Evotec hat zum Wochenschluss eine Pflichtmitteilung geliefert, die Anlegern vor allem wegen des Zeitpunkts auffällt. Vorstandsmitglied Cord Dohrmann verkaufte am 20. Mai Aktien außerhalb eines Handelsplatzes. Der Ausführungspreis lag bei 4,771260 Euro je Aktie, der Gesamtwert bei 59.459,44 Euro.

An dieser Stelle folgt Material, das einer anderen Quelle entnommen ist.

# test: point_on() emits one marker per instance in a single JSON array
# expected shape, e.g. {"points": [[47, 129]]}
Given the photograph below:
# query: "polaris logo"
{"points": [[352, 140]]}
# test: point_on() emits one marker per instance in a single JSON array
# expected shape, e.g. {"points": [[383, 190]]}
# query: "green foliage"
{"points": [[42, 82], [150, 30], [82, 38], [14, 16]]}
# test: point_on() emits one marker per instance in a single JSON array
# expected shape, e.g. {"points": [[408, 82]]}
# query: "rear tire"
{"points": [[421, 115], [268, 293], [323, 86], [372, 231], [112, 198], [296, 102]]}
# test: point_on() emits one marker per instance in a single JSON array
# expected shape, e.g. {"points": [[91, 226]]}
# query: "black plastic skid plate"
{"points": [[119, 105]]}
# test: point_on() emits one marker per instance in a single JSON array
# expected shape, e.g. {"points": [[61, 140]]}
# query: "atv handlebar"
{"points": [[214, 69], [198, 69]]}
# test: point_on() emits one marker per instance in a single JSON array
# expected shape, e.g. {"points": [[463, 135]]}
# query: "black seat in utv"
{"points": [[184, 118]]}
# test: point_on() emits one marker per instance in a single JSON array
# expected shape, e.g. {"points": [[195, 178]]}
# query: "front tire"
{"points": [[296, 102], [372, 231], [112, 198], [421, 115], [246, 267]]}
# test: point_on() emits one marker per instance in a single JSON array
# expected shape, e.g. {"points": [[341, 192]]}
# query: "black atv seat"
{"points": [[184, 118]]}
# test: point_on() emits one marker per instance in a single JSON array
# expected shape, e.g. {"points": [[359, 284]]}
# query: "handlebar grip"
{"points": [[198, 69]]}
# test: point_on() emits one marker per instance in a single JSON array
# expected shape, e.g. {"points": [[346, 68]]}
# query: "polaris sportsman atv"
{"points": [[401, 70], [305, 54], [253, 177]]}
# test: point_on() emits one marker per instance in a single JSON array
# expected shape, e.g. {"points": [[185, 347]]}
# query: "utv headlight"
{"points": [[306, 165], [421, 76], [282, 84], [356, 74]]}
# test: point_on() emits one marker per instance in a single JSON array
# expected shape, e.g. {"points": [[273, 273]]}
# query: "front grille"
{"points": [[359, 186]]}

Der Verkauf steht im Zusammenhang mit Share-Option-Programmen. Genau das nimmt der Transaktion einen Teil der Brisanz. Solche Geschäfte folgen oft aus bereits vereinbarten Optionsregeln und nicht aus einer frischen Einschätzung zur Geschäftslage.
Kurs reagiert gefasst
Am Markt kam die Meldung ohne sichtbare Schockwelle an. Die Aktie schloss am Freitag bei 5,18 Euro und legte 2,47 Prozent zu. Auf Wochensicht steht sogar ein Plus von 11,78 Prozent, über 30 Tage bleibt das Papier aber mit 8,88 Prozent im Minus.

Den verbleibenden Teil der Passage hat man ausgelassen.